看向趙青海他們的‘人’都目光呆滯,眼裡空洞洞的,隻有那個象周環的,看見周天運眼中馬上出現驚訝的神色,隨即說道:“爸,你們怎麽來啦?”
“小環,你真的是小環。”周天運激動的老淚縱橫,正被喪子之痛煎熬的的他突然看見兒子,這種喜悅對他的刺激太大了,他忘了周環以及他身邊的‘人’都不是真的人。
周環雖然認出了父親,但是他站在那裡沒動,好象被什麽控制了。
周天運正要上前,回頭看著他們的王妃突然說道:“你們不是小戴的門客,你們是什麽人?”

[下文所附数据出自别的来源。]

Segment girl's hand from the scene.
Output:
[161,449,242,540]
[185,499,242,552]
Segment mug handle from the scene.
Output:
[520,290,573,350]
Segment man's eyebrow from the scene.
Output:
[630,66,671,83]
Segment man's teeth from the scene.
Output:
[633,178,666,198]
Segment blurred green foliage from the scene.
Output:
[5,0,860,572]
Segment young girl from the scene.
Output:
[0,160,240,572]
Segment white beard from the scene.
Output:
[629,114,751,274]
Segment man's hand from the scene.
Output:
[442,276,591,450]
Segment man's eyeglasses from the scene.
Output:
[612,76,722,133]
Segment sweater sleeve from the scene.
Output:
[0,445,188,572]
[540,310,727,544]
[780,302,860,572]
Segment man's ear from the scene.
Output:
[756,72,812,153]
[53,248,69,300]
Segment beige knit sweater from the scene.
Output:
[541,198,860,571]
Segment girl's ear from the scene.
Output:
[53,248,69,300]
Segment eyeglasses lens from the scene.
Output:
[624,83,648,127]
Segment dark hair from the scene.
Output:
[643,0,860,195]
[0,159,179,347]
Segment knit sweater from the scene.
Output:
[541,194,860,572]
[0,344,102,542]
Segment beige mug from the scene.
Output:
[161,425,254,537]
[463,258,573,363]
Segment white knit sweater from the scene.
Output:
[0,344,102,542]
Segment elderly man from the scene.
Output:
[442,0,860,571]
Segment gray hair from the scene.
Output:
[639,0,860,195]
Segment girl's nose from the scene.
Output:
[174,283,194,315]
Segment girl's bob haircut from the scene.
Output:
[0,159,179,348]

趙青海聽了王妃的話大吃一驚,他沒想到這些鬼和公子小戴有關。
周天運還在發愣,周悅上前一把拉住他,說道:“二叔,快走。”
村民被王妃的一句話嚇得雙腿發抖,趙青海一把拉住他,來不及多想就轉身往樓梯口跑,這時他才發現劉先生不見了。
“劉先生,劉先生你在那兒哪?”周天運慌裡慌張,一邊跌跌撞撞的下樓一邊喊道。
趙青海沒看到劉先生,聽到周天運喊就懷疑劉先生獨自跑了,他急忙從兜裡掏出陽符攥在手裡,準備動手。
跑到樓下,趙青海看見周天運和周悅還在找劉先生,木質樓梯傳來一陣急促的聲音,看來王妃的手下追了下來。
“周先生,周悅,別找啦,劉先生早就跑啦,咱們趕快離開這裡。”趙青海回頭看了一眼樓梯口,見王妃的手下還沒追下來,喊道。
周天運到處尋找,他不相信劉先生會獨自逃走,他們幾個當中隻有劉先生能對付這些鬼,如果劉先生不在,他們就死定了。
趙青海見周天運還在遲疑,周悅也在到處看,他把手裡的陽符遞給周悅說道:“攥在手裡就能打到他們,別怕,他們並不比普通人強多少。”
周悅見是一道符,急忙按照趙青海說的攥在手裡。趙青海又掏出兩道陽符分給周天運和村民,自己則從包裡掏出那把桃木短劍。
一陣清脆悅耳的笑聲在耳邊響起,王妃的聲音在空中縈繞:“想走,既然來了就留下陪我吧。”
隨著王妃的笑聲,戲台和廣場上的燈光開始晃動,光線越來越暗,一陣轟隆隆的聲音響起,好像有什麽要塌了一樣。
“快跑,不然就來不及了。”趙青海大喊一聲,拉起村民就向來時的石橋跑去。
“王妃有令,抓住他們。”
“不要讓他們跑了,我們是人。”
各種喊聲在空中飄蕩,村民越跑越快,不一會變成他拉著趙青海跑。借著微弱的光線,他們跑上了石橋,這時的石橋已經大變樣,變的非常殘破,好像馬上就要倒塌一樣,而且在不停的搖晃。
趙青海擔心周天運和周悅,在石橋上回頭一看,發現他們正在從石橋下往上跑。遠處的看台上還是非常明亮,王妃坐在那裡,一個年輕的公子弓著腰,站在王妃身邊正在和王妃說著什麽,不時地還用手指向他們指指點點的。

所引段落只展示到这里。